L’anonimo Massimo Pamio, abruzzese, saggista e scrittore, è direttore del Museo della Lettera d’Amore, museo unico al mondo, ed è direttore editoriale di Edizioni Mondo Nuovo. Cavaliere dell’Ordine “Al Merito della Repubblica Italiana”, per meriti culturali. Ha lavorato nell’editoria fin dal 1978, ha diretto le Edizioni Noubs per 20 anni. Ha curato la regia del video I poeti, le città, il primo video girato in Abruzzo che mette a confronto un poeta con la propria città, indicizzato da IMDb, il database mondiale di film e audiovisivi. Ha pubblicato in volume numerose opere: in corso di pubblicazione Arrivabene/Pamio; Bisandola/Pamio (2022); Cetera/Pamio (2021); Sentirsi sentire. Che cos’è il pensare (2020), Padovani/Pamio (2020), Sensibili alle forme.

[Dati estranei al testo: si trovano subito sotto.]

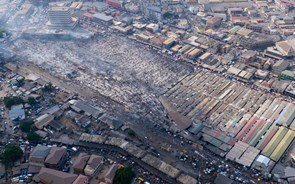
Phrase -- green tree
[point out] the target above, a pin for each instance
(124, 175)
(10, 101)
(48, 88)
(26, 125)
(32, 101)
(10, 154)
(131, 132)
(33, 137)
(2, 31)
(20, 83)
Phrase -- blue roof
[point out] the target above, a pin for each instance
(40, 151)
(155, 8)
(103, 17)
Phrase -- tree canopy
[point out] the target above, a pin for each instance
(124, 175)
(48, 88)
(33, 137)
(26, 125)
(32, 101)
(2, 31)
(11, 153)
(10, 101)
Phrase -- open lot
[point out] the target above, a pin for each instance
(113, 66)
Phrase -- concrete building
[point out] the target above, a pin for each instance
(287, 75)
(287, 48)
(154, 13)
(280, 66)
(38, 155)
(17, 112)
(80, 163)
(60, 18)
(56, 158)
(101, 18)
(93, 165)
(213, 22)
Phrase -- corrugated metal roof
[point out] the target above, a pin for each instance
(273, 143)
(284, 144)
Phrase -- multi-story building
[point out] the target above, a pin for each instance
(60, 18)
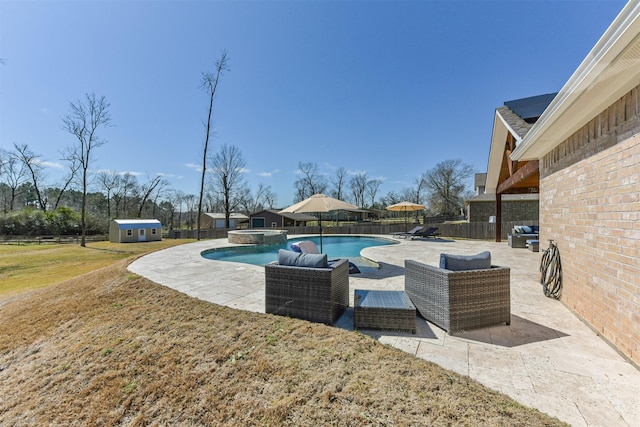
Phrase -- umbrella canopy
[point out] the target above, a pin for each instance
(319, 203)
(405, 207)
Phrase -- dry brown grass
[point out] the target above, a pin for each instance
(111, 348)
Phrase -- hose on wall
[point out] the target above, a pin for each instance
(551, 271)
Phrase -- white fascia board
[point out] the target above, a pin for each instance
(498, 140)
(590, 89)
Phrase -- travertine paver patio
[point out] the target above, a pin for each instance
(547, 358)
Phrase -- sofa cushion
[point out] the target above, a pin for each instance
(296, 259)
(465, 262)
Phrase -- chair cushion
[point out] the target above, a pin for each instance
(296, 259)
(465, 262)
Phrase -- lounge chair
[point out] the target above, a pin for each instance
(429, 232)
(465, 292)
(413, 232)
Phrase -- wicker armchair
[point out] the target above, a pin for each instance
(314, 294)
(459, 300)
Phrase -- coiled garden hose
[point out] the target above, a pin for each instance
(551, 271)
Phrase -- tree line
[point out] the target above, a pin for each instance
(83, 202)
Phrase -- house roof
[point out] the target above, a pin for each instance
(507, 122)
(607, 73)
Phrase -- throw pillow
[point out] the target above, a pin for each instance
(296, 259)
(468, 262)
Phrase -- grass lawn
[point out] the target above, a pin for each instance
(98, 345)
(29, 267)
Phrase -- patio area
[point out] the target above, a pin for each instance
(547, 358)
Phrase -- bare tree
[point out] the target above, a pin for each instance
(263, 198)
(147, 189)
(83, 121)
(15, 173)
(358, 184)
(109, 181)
(373, 186)
(310, 181)
(209, 83)
(228, 178)
(33, 164)
(339, 183)
(74, 167)
(446, 184)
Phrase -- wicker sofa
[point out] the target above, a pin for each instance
(459, 300)
(310, 293)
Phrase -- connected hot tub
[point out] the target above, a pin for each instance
(257, 237)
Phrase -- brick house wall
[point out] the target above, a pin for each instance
(590, 205)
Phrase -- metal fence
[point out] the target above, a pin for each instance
(461, 230)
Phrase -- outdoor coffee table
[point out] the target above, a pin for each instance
(390, 310)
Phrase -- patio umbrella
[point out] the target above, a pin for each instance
(319, 203)
(405, 207)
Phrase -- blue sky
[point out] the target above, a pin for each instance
(389, 88)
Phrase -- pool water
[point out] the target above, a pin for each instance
(333, 246)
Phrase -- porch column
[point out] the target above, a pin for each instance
(498, 217)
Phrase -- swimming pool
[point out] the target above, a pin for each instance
(333, 246)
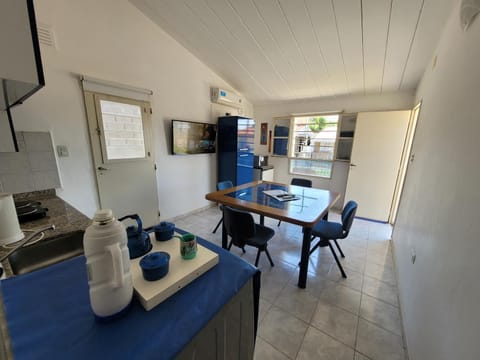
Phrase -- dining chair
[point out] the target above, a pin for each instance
(243, 230)
(222, 185)
(299, 182)
(328, 231)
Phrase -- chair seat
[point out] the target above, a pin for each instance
(261, 237)
(328, 230)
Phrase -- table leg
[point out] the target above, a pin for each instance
(302, 277)
(224, 236)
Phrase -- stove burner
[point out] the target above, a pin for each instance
(28, 210)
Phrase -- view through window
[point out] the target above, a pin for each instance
(313, 145)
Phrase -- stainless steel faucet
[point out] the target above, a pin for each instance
(23, 242)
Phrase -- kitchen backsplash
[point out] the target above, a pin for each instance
(33, 168)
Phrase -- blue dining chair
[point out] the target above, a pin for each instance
(222, 185)
(328, 231)
(299, 182)
(243, 230)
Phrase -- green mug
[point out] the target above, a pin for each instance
(188, 246)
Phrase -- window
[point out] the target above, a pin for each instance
(313, 140)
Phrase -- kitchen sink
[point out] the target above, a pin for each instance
(47, 252)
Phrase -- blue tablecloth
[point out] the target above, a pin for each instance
(49, 315)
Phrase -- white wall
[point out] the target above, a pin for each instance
(113, 40)
(438, 214)
(266, 112)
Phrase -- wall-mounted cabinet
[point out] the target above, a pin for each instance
(346, 132)
(281, 132)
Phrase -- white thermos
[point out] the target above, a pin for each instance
(108, 266)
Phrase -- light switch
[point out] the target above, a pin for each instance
(62, 150)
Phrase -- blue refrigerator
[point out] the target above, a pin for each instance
(235, 149)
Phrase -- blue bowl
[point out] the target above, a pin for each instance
(164, 231)
(155, 265)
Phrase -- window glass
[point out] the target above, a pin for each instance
(313, 139)
(123, 130)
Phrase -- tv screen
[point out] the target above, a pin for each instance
(190, 137)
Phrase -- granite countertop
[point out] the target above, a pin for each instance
(65, 217)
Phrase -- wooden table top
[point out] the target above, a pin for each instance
(312, 204)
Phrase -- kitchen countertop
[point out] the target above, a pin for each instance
(65, 217)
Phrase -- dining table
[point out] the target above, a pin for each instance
(296, 205)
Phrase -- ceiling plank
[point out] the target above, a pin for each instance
(325, 28)
(301, 27)
(376, 18)
(425, 41)
(349, 27)
(403, 23)
(271, 14)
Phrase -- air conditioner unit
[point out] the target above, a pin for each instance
(226, 97)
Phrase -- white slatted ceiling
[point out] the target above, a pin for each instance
(274, 50)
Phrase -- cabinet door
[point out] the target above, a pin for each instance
(376, 155)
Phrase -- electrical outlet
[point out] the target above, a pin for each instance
(62, 150)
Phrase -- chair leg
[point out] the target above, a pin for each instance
(339, 249)
(336, 259)
(258, 257)
(269, 258)
(216, 227)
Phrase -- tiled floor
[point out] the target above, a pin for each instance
(333, 318)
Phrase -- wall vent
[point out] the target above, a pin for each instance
(46, 35)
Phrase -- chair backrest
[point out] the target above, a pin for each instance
(222, 185)
(301, 182)
(348, 214)
(240, 225)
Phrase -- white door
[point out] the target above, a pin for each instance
(375, 162)
(120, 133)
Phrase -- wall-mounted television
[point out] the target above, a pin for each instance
(189, 137)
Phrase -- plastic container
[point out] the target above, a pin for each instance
(108, 266)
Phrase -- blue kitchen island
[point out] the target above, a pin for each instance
(48, 316)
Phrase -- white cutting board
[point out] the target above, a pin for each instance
(181, 272)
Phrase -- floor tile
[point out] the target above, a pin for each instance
(318, 345)
(377, 343)
(333, 318)
(339, 324)
(283, 331)
(385, 315)
(265, 351)
(380, 290)
(298, 302)
(342, 297)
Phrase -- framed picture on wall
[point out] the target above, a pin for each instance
(263, 133)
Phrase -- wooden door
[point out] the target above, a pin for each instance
(121, 143)
(375, 162)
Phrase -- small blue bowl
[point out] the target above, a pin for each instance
(164, 231)
(155, 265)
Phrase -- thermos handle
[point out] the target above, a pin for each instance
(117, 261)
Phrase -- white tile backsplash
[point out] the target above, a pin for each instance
(34, 167)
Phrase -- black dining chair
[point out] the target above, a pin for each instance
(328, 231)
(222, 185)
(299, 182)
(243, 230)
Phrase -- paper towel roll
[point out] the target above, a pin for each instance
(9, 227)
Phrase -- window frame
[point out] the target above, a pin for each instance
(291, 143)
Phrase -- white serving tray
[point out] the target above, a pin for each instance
(181, 272)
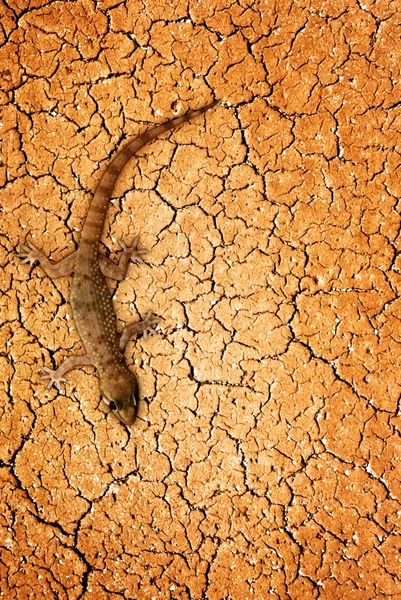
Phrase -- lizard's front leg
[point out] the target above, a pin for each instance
(146, 326)
(29, 253)
(131, 253)
(56, 377)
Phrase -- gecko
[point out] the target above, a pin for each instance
(90, 298)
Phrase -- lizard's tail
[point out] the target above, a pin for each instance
(93, 227)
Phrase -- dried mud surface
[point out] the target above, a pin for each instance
(265, 462)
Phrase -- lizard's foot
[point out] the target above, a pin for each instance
(54, 378)
(148, 324)
(29, 253)
(134, 254)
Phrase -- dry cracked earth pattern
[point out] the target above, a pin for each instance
(265, 462)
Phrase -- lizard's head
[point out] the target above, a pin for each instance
(120, 393)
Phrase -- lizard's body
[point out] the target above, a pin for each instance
(90, 297)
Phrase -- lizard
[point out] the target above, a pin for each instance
(90, 298)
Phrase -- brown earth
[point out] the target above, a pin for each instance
(265, 463)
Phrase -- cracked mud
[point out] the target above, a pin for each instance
(265, 462)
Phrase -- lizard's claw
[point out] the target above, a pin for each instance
(149, 323)
(133, 251)
(29, 253)
(54, 378)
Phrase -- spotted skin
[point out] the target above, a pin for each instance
(90, 298)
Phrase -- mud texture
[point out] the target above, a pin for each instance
(265, 462)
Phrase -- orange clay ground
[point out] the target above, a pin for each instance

Che cos’è l’arte (2019) di saggistica; di poesia: In nome della rosa (1987), Nell’appartamento confuso dei giorni (1999), Bucanotte (2008), Luceversa (2009), Amormorio (2010); Anonimie (Poesie 2010-2020) con saggi di D’Alessandro, De Laurentiis, Forni, Gazzoldi, Minore, Pecora, Sica; diverse monografie su scrittori contemporanei: Lo statuto dei labirinti (Introduzione alla poesia di Domenico Cara, 1987), Il filo lungo della parola (Contributi per una lettura di Vito Moretti, 1991), Ritmi del lontano presente (Introduzione alla lettura dell’opera di Antonio Spagnuolo, 1991), Parola etica (La poesia di Cesare Ruffato, 1999).

 

Ha curato numerose antologie letterarie: Un parco per i sogni, (antologia narrativa di scrittori sull’Abruzzo,1997), Da Tyresia a Odysseus (L’itinerario poetico di Dante Marianacci, 1997), Saramago: un Nobel per il Portogallo (con Igino Creati, 1999. Suoi testi sono stati tradotti in francese e in inglese. Ha curato monografie d’arte, scritto migliaia di recensioni e di segnalazioni di libri, film, rappresentazioni teatrali, mostre d’arte e avvenimenti culturali su riviste nazionali (Tam Tam, Dismisura, Il cavallo di Troia, Inverso, Hortus, Oggi e domani, Punto d’incontroAbruzzo letterario, Tracce, Il messaggero, Il tempo, ecc.) e internazionali (Don Quichotte, Spagna, 2 plus 2, Francia). Ha diretto la Rivista Internazionale Pandere. Ha promosso e organizzato la Corriera della Poesia, finalista al premio Telecom Bellezza, premiata da Umberto Eco a Milano. Collabora in qualità di redattore con diverse testate: Benandanti, Auralcrave, Frequenze poetiche. Organizza il premio Lettera d’amore a Torrevecchia Teatina. Ha ideato “Casa d’Autore” a Capestrano (Aquila), casa museo dove sono in mostra foto, testi, dipinti d’autore, che vuole offrire uno spazio di serenità e di riflessione, un nido per il pensiero e il cuore: tutti gli artisti o gli scienziati che vorranno usufruirne, potranno farlo, ospitati gratuitamente in cambio di un dono (una poesia, un racconto, un dipinto, una pagina delle loro ricerche) che sarà poi conservato nella casa.